In einhelliger Kooperation ließen nach der Angelobung alle Tageszeitungen (mit rühmlicher Ausnahme des Standard), ORF und verschiedene andere Blätter eine Propaganda und Hetze vom Stapel, die deutlich zeigte, wer hier eine schwarzblaue Koalition will. Unterstützt wurde diese an und für sich schon offensichtliche Parteilichkeit durch ein paar sündteure Inserate von Interessensgruppen.
TATblatt
Ein Ausbund an verzerrter Panikmache war in den letzten Tagen der Kurier. Krawalle, Angst und Schrecken auf den Straßen usw. waren einige der Schlagzeilen, mit denen eindeutig Stimmung gemacht wurde. Dabei konnte sich beispielsweise der bereits von den Opernballdemos bekannte Lokalredakteur Peter Grolig wieder einmal mit Gräueln, z.B. zu Flammenwerfern umfunktionierten Spraydosen, aufwarten, die selbst der auch sonst nicht freundlich gesinnten restlichen Presse verborgen blieben. Belohnt wurde die konsequente schwarzblaue Berichterstattung mit einem halbseitigen Inserat des Wirtschaftsbundes (Schüssel wurde über den Wirtschaftsbund ÖVP-Obmann).
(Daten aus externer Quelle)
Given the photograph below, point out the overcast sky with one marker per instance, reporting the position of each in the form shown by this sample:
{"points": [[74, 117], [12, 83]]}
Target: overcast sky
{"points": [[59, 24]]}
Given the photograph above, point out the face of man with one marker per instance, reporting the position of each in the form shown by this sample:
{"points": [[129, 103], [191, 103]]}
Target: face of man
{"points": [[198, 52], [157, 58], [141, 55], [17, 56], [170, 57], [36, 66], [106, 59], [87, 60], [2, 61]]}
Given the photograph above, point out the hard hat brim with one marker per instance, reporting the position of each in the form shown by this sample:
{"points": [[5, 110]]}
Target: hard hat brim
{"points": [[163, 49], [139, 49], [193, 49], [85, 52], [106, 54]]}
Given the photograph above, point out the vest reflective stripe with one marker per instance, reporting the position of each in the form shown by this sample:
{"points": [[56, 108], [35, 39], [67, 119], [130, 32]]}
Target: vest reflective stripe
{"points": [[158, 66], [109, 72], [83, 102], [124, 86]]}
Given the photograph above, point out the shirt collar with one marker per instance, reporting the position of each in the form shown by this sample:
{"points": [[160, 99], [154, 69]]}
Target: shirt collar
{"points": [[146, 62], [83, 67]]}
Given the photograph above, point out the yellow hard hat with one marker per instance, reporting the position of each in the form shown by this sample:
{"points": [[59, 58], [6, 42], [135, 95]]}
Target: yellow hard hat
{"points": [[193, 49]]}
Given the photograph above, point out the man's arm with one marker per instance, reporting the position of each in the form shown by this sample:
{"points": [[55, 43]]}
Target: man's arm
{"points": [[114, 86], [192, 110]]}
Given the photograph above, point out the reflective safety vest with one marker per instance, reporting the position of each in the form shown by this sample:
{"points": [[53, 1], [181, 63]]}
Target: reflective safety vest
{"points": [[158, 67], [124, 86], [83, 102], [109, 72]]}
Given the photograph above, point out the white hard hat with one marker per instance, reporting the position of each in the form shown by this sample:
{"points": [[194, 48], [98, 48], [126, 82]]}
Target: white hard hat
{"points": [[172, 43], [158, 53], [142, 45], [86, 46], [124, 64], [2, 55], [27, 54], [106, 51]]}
Da durfte auch die Kronenzeitung nicht leer ausgehen. Neben blutrünstigen Artikeln und einer durch den Standard entlarvten Fotomontage eines scheinbar durch einen Demonstranten getroffenen Polizisten, wobei in Wirklichkeit ein Originalbild der Agentur Reuters gefälscht worden war, prangte auch in der Sonntagsausgabe der Krone ein ganzseitiges Wirtschaftsbundinserat.
In den Salzburger Nachrichten, den Oberösterreichischen Nachrichten und weiteren Zeitungen wurde die neue Regierung auf eigene Weise als gegeben angenommen und entsprechend berichtet. Bei den OÖN erhielt ein Redakteur überhaupt sofort die Kündigung, da seine FPÖVP-kritische Berichterstattung in der Vergangenheit unter den neuen Gegebenheiten nicht mehr tragbar sei, so die Begründung.
Was sich abseits der Berichterstattung auf den LeserInnenbriefseiten von Täglich Alles, Krone, Kurier und anderen abspielt, das strotzt überhaupt von Hetze, Antisemitismus und AusländerInnenfeindlichkeit. In der Kronenzeitung vom 6. Feb. beginnt der erste Brief beispielsweise gleich mit einer Begründung der Nazis für die Judenpogrome: "Wo gehobelt wird, fallen Späne". Die Äußerungen nach der Ankündigung Israels, den Botschafter aus Wien abzuziehen, wurden mit einer Flut antisemitischer Beschimpfungen quer durch die meisten Medien beantwortet.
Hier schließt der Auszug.